We generally take the view that ill health and disease are unfortunate facts of human life. No-one wants to be sick, or unwell so if you are it is a misfortune and the community will provide the health care you need to help you recover. Typically, we take the view that people are not responsible for their ill-health. But what if they are? There are many illnesses, diseases, and indeed accidents that occur as a direct result of the actions people perform. Smoking causes lung cancer (and heart disease and…) overeating is connected to obesity and diabetes, alcohol consumption with liver disease, and, of course, skiing with fractures, hockey and football with concussions and so on. Leaving aside the issue of whether an “addiction” allows you to escape personal responsibility there are plenty of examples of cases where individual choice has negative health consequences.
Should we be held responsible for those choices? The answer, of course, has to be yes. I must be responsible and accountable for the choices I make in my own life and that must include choices about diet, exercise, smoking, alcohol and so on. And certainly, as a community we should be reinforcing and promoting that individual accountability.

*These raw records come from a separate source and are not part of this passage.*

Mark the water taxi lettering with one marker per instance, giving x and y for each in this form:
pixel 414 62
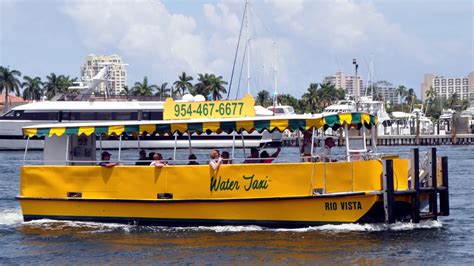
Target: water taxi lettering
pixel 343 205
pixel 224 185
pixel 255 184
pixel 249 183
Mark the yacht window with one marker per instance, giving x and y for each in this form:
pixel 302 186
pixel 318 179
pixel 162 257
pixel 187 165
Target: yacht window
pixel 156 115
pixel 126 116
pixel 9 114
pixel 104 116
pixel 65 115
pixel 279 111
pixel 37 115
pixel 83 116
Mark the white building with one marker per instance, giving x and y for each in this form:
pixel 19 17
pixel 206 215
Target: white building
pixel 345 82
pixel 387 91
pixel 445 87
pixel 116 77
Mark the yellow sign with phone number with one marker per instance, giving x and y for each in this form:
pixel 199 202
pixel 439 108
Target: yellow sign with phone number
pixel 209 109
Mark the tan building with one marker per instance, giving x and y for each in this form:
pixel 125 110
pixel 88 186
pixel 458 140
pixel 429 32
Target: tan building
pixel 346 82
pixel 116 77
pixel 445 87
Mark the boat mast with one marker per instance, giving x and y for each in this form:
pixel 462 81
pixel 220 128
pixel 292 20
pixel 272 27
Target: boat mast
pixel 248 44
pixel 275 100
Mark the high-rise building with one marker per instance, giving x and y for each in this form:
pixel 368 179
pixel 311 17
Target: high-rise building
pixel 445 87
pixel 345 82
pixel 116 77
pixel 387 91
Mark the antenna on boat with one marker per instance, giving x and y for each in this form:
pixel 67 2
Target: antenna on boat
pixel 275 100
pixel 236 53
pixel 247 2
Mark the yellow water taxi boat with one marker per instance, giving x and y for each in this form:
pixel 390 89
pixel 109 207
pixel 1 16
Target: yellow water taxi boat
pixel 362 186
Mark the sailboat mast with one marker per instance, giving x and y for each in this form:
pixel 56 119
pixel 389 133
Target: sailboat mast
pixel 248 44
pixel 275 101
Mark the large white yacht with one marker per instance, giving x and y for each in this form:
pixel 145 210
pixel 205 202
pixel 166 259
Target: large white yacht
pixel 363 104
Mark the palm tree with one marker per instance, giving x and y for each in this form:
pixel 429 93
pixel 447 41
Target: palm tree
pixel 263 97
pixel 202 87
pixel 401 91
pixel 216 87
pixel 453 100
pixel 126 91
pixel 183 83
pixel 163 91
pixel 10 82
pixel 53 85
pixel 410 98
pixel 143 89
pixel 431 93
pixel 32 88
pixel 311 97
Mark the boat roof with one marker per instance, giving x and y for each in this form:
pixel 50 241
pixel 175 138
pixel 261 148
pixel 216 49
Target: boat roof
pixel 88 106
pixel 228 125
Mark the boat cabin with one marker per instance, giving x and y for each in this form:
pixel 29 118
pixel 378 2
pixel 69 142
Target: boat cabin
pixel 306 188
pixel 80 144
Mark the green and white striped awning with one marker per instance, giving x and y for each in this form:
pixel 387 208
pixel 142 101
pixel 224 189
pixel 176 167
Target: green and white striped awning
pixel 249 124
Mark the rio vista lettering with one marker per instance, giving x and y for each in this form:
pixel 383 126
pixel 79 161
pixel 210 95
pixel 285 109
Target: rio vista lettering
pixel 248 182
pixel 343 205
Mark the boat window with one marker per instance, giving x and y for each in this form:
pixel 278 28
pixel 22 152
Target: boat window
pixel 22 115
pixel 279 111
pixel 104 116
pixel 9 114
pixel 83 116
pixel 65 115
pixel 126 116
pixel 154 115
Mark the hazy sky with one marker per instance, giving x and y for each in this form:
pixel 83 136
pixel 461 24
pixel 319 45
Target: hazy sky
pixel 315 38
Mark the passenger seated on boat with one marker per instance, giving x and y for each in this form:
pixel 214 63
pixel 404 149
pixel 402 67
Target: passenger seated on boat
pixel 150 156
pixel 253 158
pixel 158 160
pixel 326 150
pixel 267 158
pixel 216 159
pixel 142 160
pixel 105 160
pixel 306 147
pixel 192 160
pixel 225 158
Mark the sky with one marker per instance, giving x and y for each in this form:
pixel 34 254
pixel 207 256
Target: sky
pixel 314 38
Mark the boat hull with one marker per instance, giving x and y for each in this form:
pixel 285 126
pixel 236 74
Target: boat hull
pixel 273 212
pixel 271 195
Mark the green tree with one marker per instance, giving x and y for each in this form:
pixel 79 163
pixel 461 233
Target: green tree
pixel 453 100
pixel 143 88
pixel 183 84
pixel 126 91
pixel 287 99
pixel 164 92
pixel 202 87
pixel 410 99
pixel 9 82
pixel 328 94
pixel 216 87
pixel 401 92
pixel 431 93
pixel 32 88
pixel 311 98
pixel 263 98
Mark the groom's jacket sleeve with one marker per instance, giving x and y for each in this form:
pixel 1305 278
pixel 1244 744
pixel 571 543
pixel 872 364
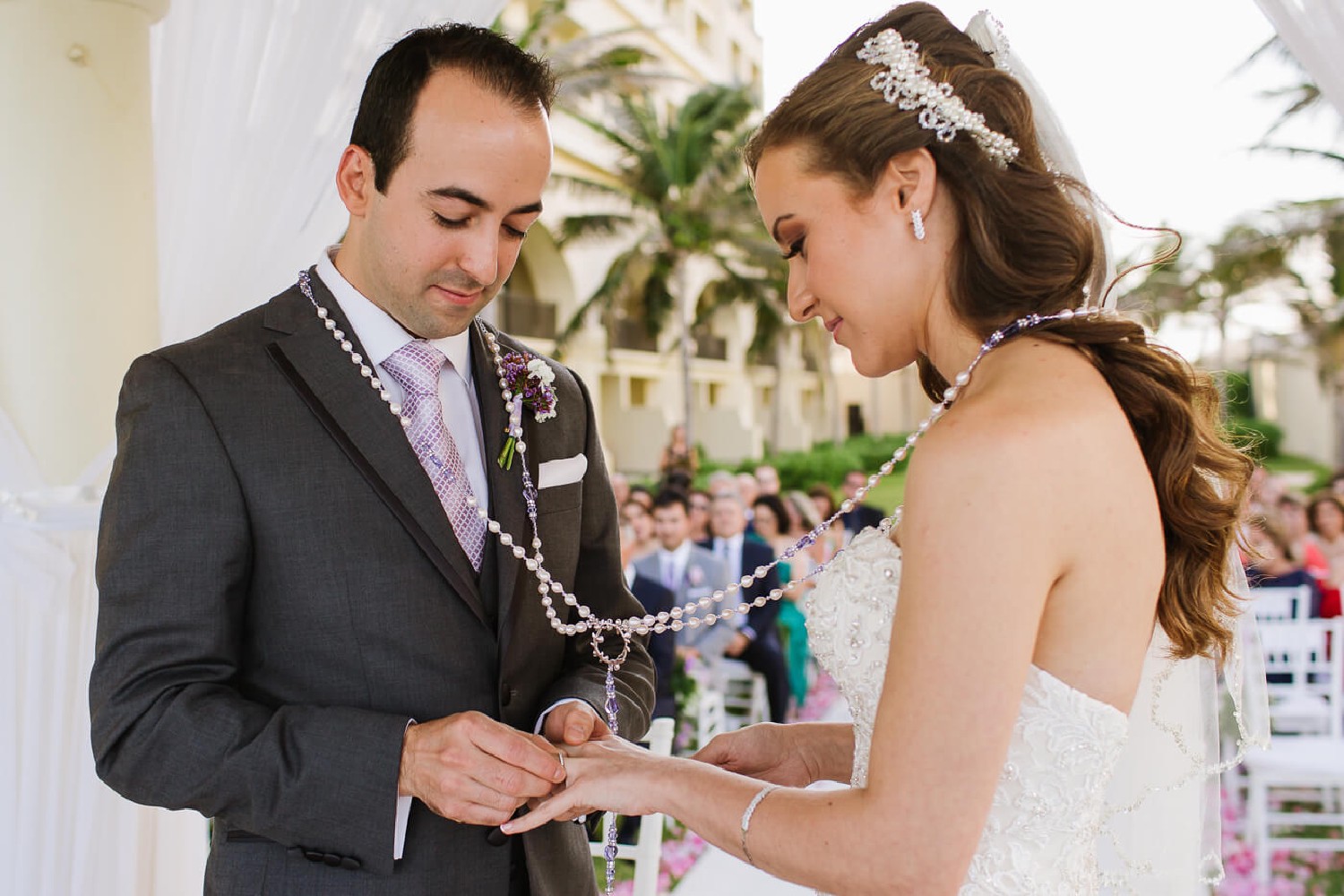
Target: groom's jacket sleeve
pixel 169 724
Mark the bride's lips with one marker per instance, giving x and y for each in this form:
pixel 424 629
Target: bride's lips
pixel 456 297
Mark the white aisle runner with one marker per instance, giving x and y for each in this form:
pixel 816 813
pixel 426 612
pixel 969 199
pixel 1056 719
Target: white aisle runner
pixel 718 874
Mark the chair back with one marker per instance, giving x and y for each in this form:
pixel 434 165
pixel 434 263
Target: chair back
pixel 1279 603
pixel 1304 667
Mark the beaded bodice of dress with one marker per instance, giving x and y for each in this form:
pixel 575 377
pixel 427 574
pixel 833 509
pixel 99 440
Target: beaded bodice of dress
pixel 1040 836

But can or should a publicly funded health care system hold us accountable by denying care? Here, I think the answer has to be no. I do not see how health care providers (or anyone else for that matter) could possibly become the arbiters of the deserving and underserving sick. Were you driving too fast when the crash occurred? When did you stop smoking – have the last drink? How often do you exercise…? What would it look like to deny care under those circumstances? This would mean that we would refuse care to those who were suffering and dying, it would mean that we would turn people away from our Emergency Departments, it would mean that we would turn our backs on those in need.
I would not wish to be part of a community that made those choices. But, health care resources are always limited, and that always has the effect of meaning that if we do “this” then there is some other good “that” that cannot be performed. Those choices must be made, but they must be made openly and on grounds we understand and accept.
Debra Selkirk is forcing that discussion onto the public stage, and thanks to her for that.